How Does Shorting Stocks Work?
 

Many people think that you buy stocks and wait for the price appreciation to take place to make a capital gain. You can not only buy stocks and make profit when the stock price increases as the market goes up but you can also make profit by selling or shorting stocks as the stock price goes down as the market falls.

What is shorting stocks? You short the stocks by borrowing them from your broker and selling them to another buyer in the anticipation that the stock price will go down. Later on you buy back the stocks at a much lower price and return them to your broker. The difference between the selling price and the buying price is your profit.

Shorting stocks works when the stock price goes down. In case the stock price goes up, you can end up with a loss instead of a profit. Theoretically, the stock price can go up and up making your loss infinite. However, practically this cannot happen as at some stage you will receive a margin call from your broker.
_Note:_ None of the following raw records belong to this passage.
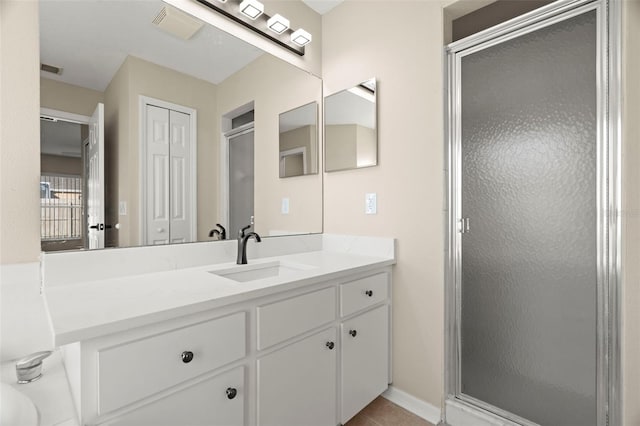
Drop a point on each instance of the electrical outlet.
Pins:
(371, 203)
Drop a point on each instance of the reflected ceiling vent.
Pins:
(177, 23)
(51, 69)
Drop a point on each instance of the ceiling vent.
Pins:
(177, 23)
(51, 69)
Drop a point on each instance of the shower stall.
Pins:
(532, 234)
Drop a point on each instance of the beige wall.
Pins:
(68, 98)
(19, 132)
(409, 178)
(137, 77)
(631, 213)
(275, 87)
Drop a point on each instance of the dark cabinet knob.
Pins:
(187, 356)
(231, 393)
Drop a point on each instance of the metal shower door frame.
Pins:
(608, 174)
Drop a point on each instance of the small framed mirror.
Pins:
(299, 141)
(350, 128)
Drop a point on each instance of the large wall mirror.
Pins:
(350, 128)
(299, 141)
(184, 118)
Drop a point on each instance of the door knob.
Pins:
(187, 356)
(231, 393)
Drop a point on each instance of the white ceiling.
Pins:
(91, 39)
(322, 6)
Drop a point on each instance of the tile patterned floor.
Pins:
(382, 412)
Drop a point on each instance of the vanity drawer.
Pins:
(362, 293)
(288, 318)
(134, 370)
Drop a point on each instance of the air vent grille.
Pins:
(177, 23)
(160, 16)
(51, 69)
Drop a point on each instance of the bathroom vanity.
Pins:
(294, 339)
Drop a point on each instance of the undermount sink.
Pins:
(258, 271)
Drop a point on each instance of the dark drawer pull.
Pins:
(231, 393)
(187, 357)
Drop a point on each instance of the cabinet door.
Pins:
(297, 384)
(365, 360)
(218, 401)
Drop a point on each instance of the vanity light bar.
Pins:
(251, 9)
(278, 23)
(274, 28)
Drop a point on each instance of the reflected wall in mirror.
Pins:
(350, 130)
(299, 141)
(168, 107)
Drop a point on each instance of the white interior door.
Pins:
(170, 201)
(157, 181)
(95, 180)
(180, 196)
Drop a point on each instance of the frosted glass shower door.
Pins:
(528, 186)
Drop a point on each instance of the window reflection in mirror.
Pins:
(298, 130)
(114, 54)
(350, 128)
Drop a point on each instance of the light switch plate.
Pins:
(371, 203)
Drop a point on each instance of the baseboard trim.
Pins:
(420, 408)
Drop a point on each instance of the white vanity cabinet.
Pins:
(314, 353)
(297, 384)
(218, 401)
(365, 342)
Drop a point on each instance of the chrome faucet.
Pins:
(242, 244)
(220, 232)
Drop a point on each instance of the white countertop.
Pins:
(91, 309)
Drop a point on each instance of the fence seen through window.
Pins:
(61, 207)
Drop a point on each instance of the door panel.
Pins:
(158, 175)
(241, 175)
(95, 180)
(180, 191)
(529, 188)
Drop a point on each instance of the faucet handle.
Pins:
(29, 368)
(241, 232)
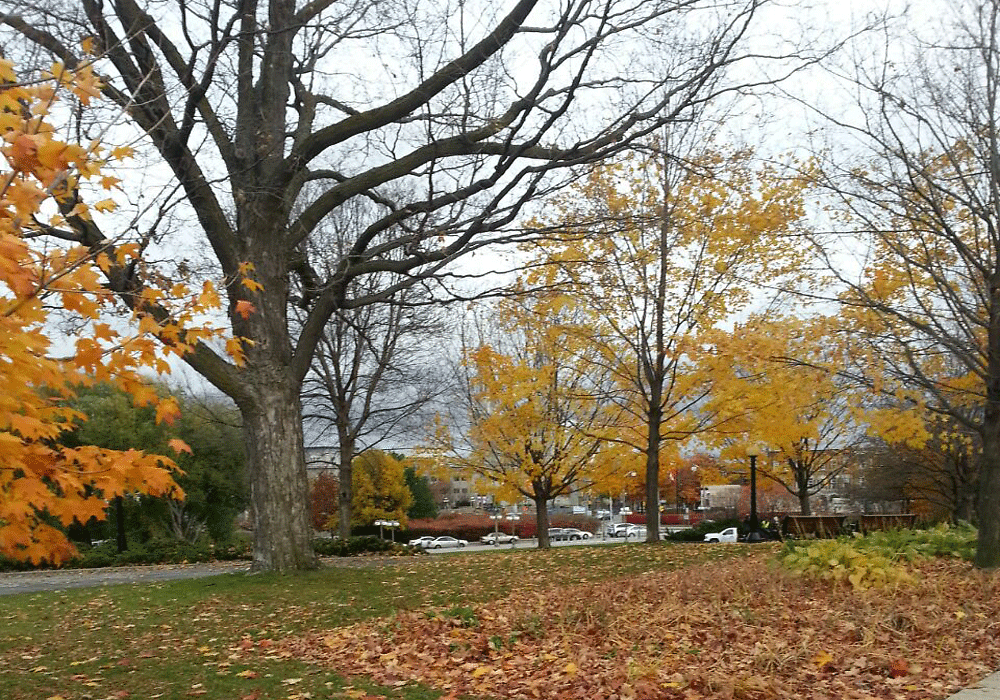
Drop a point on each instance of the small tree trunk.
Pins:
(653, 441)
(120, 539)
(542, 521)
(279, 498)
(805, 506)
(346, 489)
(988, 501)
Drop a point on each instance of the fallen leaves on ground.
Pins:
(737, 630)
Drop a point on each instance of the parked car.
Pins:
(619, 529)
(557, 533)
(730, 534)
(498, 538)
(635, 532)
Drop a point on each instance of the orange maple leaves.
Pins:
(43, 484)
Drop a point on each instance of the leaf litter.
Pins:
(731, 630)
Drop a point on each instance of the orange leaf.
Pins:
(178, 446)
(245, 308)
(899, 667)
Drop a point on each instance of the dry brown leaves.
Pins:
(732, 630)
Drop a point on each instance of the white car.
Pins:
(730, 534)
(498, 538)
(635, 532)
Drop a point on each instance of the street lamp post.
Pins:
(754, 535)
(496, 528)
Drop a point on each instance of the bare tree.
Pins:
(477, 107)
(375, 368)
(924, 293)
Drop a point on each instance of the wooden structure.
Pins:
(817, 526)
(895, 521)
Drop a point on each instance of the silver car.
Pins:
(498, 538)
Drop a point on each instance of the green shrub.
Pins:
(840, 561)
(877, 558)
(939, 541)
(354, 546)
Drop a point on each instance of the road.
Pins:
(63, 579)
(530, 543)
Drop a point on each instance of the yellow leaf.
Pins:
(822, 658)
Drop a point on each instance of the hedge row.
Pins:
(176, 552)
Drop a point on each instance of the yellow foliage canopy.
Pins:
(41, 482)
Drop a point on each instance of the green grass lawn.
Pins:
(176, 639)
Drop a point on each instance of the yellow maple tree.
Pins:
(44, 485)
(536, 427)
(656, 250)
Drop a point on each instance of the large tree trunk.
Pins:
(988, 501)
(542, 521)
(279, 502)
(653, 440)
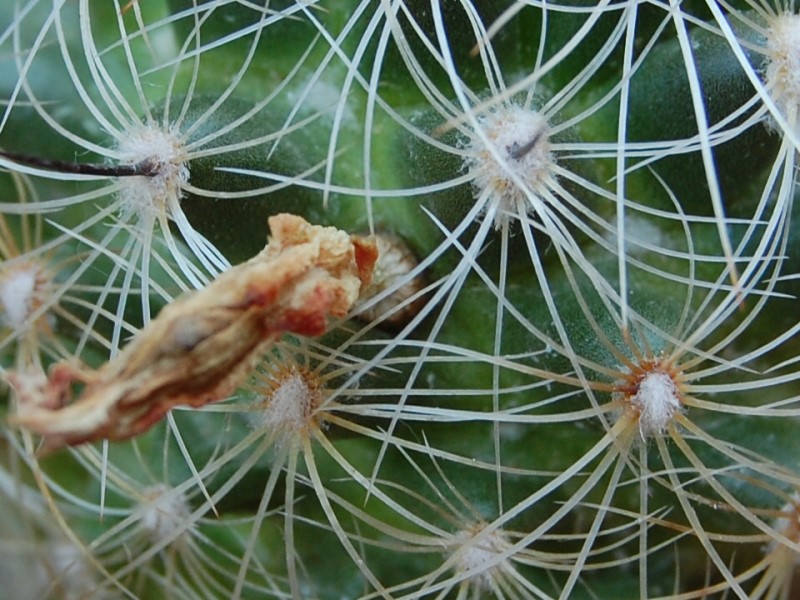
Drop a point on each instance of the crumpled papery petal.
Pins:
(202, 345)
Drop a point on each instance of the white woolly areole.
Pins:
(473, 554)
(290, 405)
(783, 68)
(657, 400)
(164, 512)
(521, 138)
(18, 295)
(165, 154)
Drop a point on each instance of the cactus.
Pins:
(573, 373)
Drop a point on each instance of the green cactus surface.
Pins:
(573, 373)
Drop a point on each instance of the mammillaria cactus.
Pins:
(572, 373)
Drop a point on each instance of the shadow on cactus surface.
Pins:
(575, 374)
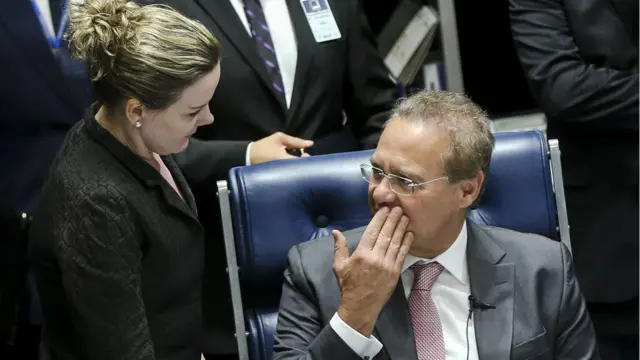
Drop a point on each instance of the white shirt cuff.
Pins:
(247, 156)
(361, 345)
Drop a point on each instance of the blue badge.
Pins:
(321, 21)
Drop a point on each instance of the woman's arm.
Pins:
(100, 256)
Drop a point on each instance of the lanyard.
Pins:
(55, 40)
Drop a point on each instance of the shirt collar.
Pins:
(454, 259)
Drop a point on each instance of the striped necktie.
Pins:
(427, 328)
(264, 45)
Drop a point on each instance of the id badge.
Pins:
(321, 21)
(70, 67)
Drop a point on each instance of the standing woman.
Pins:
(116, 245)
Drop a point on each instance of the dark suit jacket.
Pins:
(581, 60)
(331, 77)
(39, 105)
(117, 255)
(540, 313)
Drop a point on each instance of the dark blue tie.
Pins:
(264, 45)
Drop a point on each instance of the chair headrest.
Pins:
(280, 204)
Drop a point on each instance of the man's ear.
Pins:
(471, 189)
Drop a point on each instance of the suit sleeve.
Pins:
(300, 334)
(206, 161)
(369, 91)
(576, 336)
(566, 87)
(100, 263)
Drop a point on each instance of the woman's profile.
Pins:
(116, 246)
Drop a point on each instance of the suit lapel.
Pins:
(306, 43)
(226, 17)
(395, 329)
(22, 23)
(492, 282)
(182, 184)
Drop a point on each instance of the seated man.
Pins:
(421, 281)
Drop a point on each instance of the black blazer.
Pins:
(581, 60)
(39, 105)
(346, 74)
(117, 255)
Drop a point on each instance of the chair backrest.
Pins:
(277, 205)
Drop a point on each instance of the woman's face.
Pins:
(168, 131)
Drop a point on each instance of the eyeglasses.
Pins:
(398, 184)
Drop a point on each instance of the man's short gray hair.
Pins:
(463, 120)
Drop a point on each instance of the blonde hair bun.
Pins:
(99, 29)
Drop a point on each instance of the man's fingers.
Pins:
(407, 240)
(341, 252)
(292, 142)
(396, 239)
(373, 229)
(386, 233)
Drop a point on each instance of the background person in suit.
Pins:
(42, 94)
(116, 244)
(404, 291)
(280, 87)
(581, 61)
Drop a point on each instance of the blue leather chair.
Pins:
(269, 208)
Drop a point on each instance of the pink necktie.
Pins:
(427, 328)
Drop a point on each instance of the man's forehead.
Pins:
(395, 161)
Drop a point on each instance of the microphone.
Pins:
(477, 304)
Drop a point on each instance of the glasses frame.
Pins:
(412, 184)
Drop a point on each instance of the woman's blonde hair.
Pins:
(150, 53)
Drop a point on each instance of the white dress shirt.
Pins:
(276, 14)
(450, 294)
(45, 11)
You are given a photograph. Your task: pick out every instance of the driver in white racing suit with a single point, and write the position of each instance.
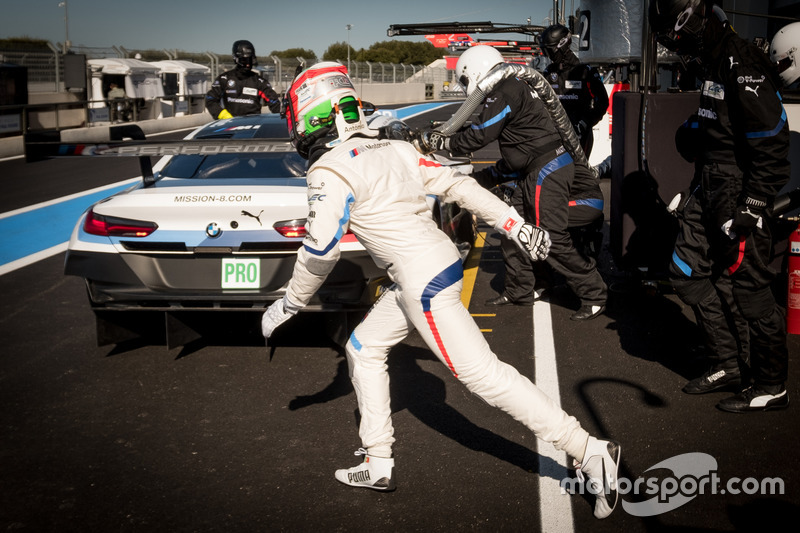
(377, 189)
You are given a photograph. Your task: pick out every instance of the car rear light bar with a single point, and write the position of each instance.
(117, 227)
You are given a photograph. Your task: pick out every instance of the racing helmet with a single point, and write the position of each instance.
(244, 54)
(784, 52)
(323, 105)
(475, 64)
(555, 41)
(679, 24)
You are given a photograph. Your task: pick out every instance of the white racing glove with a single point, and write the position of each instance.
(429, 141)
(276, 314)
(532, 239)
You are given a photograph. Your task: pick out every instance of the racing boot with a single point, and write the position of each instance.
(598, 472)
(756, 398)
(375, 473)
(717, 377)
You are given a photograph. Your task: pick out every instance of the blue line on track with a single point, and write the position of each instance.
(39, 229)
(33, 231)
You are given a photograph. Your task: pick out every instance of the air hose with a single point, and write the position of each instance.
(542, 87)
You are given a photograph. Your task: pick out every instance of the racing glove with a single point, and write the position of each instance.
(678, 203)
(276, 314)
(429, 141)
(748, 215)
(531, 239)
(581, 128)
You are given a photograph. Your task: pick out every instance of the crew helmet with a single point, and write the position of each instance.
(784, 52)
(474, 64)
(323, 104)
(555, 42)
(679, 24)
(244, 54)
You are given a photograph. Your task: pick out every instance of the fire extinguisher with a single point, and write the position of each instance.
(793, 300)
(618, 86)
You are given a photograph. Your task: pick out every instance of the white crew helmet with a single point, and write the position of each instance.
(784, 52)
(475, 64)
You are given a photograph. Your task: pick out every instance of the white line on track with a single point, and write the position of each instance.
(555, 507)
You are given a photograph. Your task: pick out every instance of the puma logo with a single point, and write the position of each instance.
(257, 217)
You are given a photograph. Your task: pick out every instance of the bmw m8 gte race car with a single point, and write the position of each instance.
(214, 227)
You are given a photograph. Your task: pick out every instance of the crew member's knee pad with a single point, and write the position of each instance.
(754, 304)
(693, 291)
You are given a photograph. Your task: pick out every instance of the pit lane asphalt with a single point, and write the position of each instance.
(223, 435)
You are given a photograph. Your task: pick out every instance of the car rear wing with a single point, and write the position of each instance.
(129, 141)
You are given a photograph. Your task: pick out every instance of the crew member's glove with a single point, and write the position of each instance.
(531, 239)
(748, 215)
(276, 314)
(678, 203)
(429, 141)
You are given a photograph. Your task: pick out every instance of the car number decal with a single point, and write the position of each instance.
(241, 273)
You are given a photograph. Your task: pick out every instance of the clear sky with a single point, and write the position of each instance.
(212, 26)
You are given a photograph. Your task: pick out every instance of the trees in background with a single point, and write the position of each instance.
(409, 53)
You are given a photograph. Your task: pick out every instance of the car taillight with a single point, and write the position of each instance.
(117, 227)
(291, 228)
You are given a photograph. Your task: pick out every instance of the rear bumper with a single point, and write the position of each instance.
(181, 282)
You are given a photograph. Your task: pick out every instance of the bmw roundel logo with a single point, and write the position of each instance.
(213, 230)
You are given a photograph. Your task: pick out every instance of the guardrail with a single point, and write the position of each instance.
(19, 119)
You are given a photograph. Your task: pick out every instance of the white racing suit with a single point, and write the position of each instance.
(377, 190)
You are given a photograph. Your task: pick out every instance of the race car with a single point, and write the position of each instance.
(216, 227)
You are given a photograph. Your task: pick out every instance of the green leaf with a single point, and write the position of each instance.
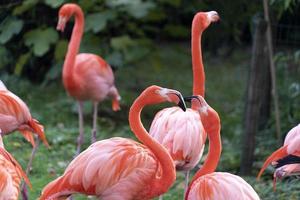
(140, 9)
(10, 27)
(40, 40)
(96, 22)
(136, 8)
(26, 5)
(60, 50)
(54, 3)
(115, 59)
(121, 43)
(20, 63)
(91, 43)
(4, 56)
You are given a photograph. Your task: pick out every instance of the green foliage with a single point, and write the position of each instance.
(121, 31)
(10, 27)
(96, 22)
(40, 40)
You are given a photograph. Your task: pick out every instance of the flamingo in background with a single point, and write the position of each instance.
(287, 158)
(120, 168)
(11, 174)
(181, 132)
(207, 184)
(85, 76)
(15, 115)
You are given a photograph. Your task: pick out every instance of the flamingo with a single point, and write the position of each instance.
(208, 184)
(287, 158)
(181, 132)
(15, 115)
(85, 76)
(120, 168)
(11, 174)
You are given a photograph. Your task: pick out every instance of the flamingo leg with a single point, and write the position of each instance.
(94, 131)
(23, 186)
(81, 131)
(186, 181)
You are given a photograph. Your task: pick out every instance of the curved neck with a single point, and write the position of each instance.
(198, 69)
(214, 152)
(73, 48)
(168, 176)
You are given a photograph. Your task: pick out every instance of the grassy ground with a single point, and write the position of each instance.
(169, 67)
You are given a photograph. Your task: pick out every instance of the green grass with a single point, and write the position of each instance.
(168, 66)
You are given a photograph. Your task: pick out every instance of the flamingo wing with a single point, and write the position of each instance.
(116, 168)
(95, 76)
(221, 186)
(182, 133)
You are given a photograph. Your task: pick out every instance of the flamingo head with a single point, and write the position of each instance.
(155, 94)
(204, 19)
(65, 13)
(208, 114)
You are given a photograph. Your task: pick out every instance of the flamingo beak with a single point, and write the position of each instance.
(290, 159)
(189, 98)
(61, 24)
(181, 103)
(213, 16)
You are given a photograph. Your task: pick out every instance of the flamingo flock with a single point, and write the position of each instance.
(124, 169)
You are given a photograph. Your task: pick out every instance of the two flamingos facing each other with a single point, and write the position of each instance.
(286, 159)
(120, 168)
(207, 184)
(11, 174)
(86, 77)
(181, 132)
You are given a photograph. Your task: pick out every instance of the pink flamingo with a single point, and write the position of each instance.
(210, 185)
(287, 158)
(181, 132)
(11, 174)
(15, 115)
(120, 168)
(85, 76)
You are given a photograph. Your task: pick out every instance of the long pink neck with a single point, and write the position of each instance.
(213, 129)
(163, 183)
(198, 69)
(69, 78)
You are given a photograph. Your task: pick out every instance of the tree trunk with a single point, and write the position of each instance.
(258, 95)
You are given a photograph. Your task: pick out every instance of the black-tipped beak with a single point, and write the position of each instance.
(290, 159)
(181, 102)
(189, 98)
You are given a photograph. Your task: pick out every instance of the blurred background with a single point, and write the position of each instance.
(148, 42)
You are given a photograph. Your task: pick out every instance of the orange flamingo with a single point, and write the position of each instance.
(15, 115)
(85, 76)
(180, 132)
(287, 158)
(207, 184)
(11, 174)
(120, 168)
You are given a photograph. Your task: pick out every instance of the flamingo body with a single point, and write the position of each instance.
(115, 168)
(15, 115)
(182, 134)
(94, 77)
(119, 168)
(86, 77)
(11, 174)
(221, 186)
(208, 184)
(291, 146)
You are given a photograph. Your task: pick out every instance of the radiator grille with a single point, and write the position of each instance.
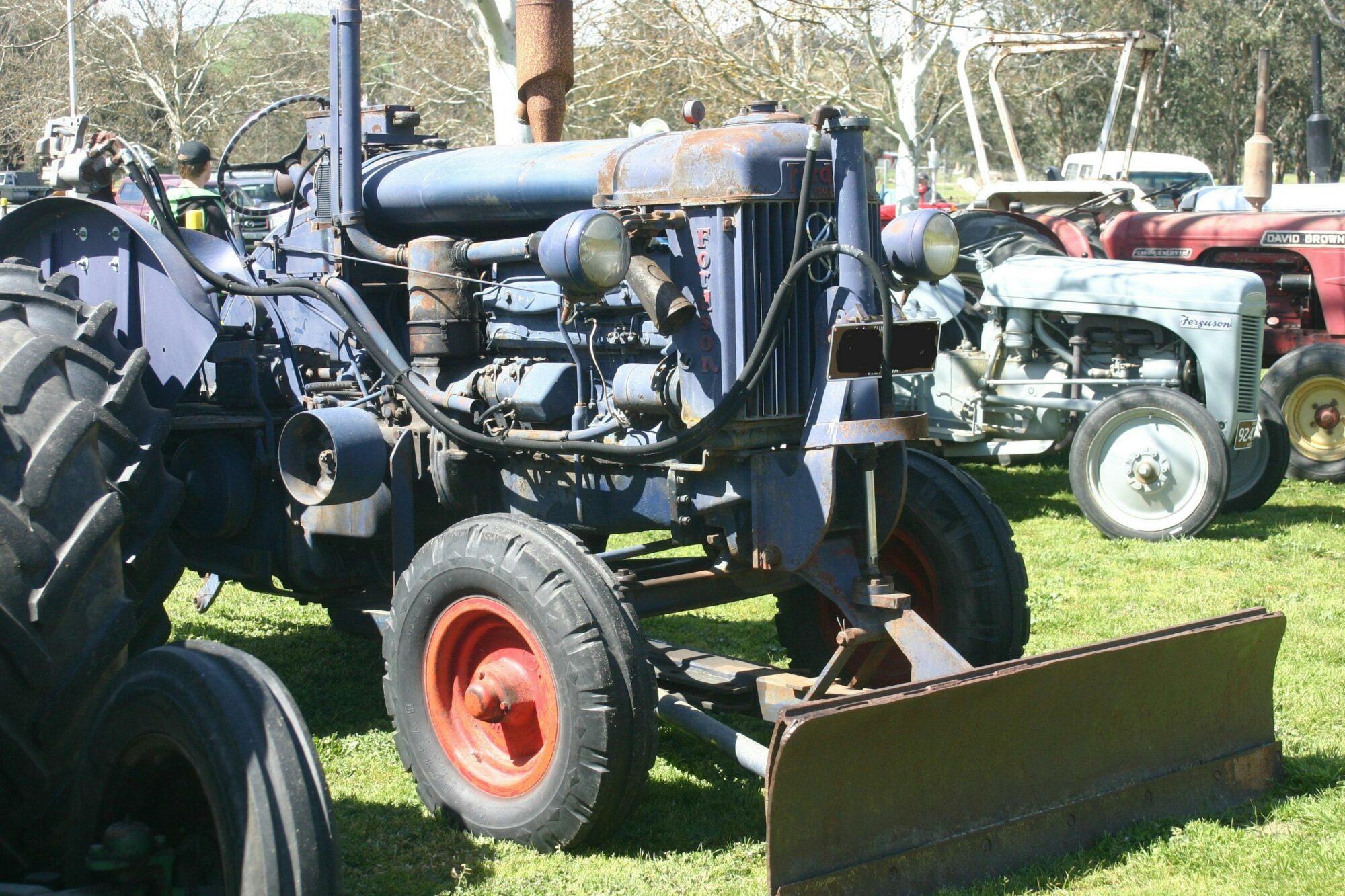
(322, 189)
(765, 245)
(1249, 364)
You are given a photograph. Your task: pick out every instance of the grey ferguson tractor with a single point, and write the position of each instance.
(435, 395)
(1148, 377)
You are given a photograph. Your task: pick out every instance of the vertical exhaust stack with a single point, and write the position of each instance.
(1258, 155)
(545, 32)
(1319, 126)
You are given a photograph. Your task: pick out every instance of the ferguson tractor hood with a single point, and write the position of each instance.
(1069, 283)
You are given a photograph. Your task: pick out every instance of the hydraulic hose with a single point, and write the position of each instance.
(367, 329)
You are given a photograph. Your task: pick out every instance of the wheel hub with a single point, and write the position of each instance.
(490, 696)
(1328, 416)
(1313, 419)
(1148, 470)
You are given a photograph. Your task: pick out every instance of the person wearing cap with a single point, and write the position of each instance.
(194, 165)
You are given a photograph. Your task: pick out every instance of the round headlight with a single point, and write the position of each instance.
(586, 252)
(922, 245)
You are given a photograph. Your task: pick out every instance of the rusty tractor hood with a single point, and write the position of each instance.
(490, 190)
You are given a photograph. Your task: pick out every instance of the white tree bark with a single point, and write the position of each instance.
(496, 28)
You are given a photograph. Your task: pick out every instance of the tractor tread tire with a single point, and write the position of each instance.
(240, 731)
(1280, 382)
(79, 448)
(110, 377)
(595, 641)
(950, 513)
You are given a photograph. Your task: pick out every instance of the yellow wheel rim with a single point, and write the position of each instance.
(1315, 415)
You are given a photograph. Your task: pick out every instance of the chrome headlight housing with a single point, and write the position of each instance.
(586, 252)
(922, 245)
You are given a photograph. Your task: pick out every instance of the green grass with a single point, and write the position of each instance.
(700, 827)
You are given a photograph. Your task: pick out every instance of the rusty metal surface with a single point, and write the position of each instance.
(689, 667)
(870, 432)
(921, 786)
(545, 54)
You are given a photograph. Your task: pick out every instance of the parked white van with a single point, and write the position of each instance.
(1148, 170)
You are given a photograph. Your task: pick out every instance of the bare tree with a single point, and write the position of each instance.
(180, 69)
(875, 57)
(33, 75)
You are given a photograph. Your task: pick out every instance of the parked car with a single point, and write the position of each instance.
(22, 186)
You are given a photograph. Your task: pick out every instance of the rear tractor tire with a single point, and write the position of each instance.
(518, 684)
(1256, 473)
(85, 563)
(202, 744)
(1309, 388)
(954, 553)
(1149, 463)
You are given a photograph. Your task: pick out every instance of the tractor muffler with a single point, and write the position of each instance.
(941, 782)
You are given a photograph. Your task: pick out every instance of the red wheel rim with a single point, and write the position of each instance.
(492, 696)
(913, 572)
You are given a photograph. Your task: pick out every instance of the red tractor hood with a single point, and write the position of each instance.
(1178, 236)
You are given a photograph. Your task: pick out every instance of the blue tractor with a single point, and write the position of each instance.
(431, 396)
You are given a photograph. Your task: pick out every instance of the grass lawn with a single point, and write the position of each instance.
(700, 827)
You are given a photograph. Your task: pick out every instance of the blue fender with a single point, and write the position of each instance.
(120, 257)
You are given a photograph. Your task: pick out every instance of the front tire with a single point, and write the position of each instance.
(1256, 473)
(954, 553)
(83, 502)
(518, 684)
(1149, 463)
(204, 744)
(1308, 385)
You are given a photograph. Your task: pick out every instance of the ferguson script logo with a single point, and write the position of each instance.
(1160, 253)
(1327, 239)
(1196, 322)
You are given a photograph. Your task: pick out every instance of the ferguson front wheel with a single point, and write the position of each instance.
(1149, 463)
(1309, 386)
(518, 684)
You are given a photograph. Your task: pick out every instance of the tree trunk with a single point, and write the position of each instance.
(496, 28)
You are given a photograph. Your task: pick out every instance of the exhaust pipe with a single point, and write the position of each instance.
(1319, 126)
(1260, 150)
(545, 33)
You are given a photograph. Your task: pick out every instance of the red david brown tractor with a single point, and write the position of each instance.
(432, 396)
(1301, 259)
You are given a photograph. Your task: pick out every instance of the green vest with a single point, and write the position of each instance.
(178, 196)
How does shorting stocks work? Suppose stock ABC is selling at $70 and you think that its price will go down in the near future. There can be many reasons behind your judgment. Anyway, you borrow 1000 ABC stocks from your broker and sell them in the market. You get $70,000.

The price does not go down. You had a stop loss of 10%. So the price goes up to $75 but the stop loss is not triggered. Suddenly a bad earnings report for the quarter is released by the company headquarters. The price suddenly plunges to $50. Since the effect of the bad news usually lasts a few days, you wait for two days and buy back the stock at $45. Your cost is $45,000. Thus your profit is $70,000-$45,000= $25,000.

Many active investors look for penny stocks that would have high value in the market. But, the fact is that you can see great profit with the penny stocks which have very less value in the market through shorting stocks. Basically shorting penny stocks means selling the shares that are not owned by the investors but has borrowed those shares temporarily. You can expect that the value of these stocks could get more in some time and you can buy these stocks at the time of the fall down price.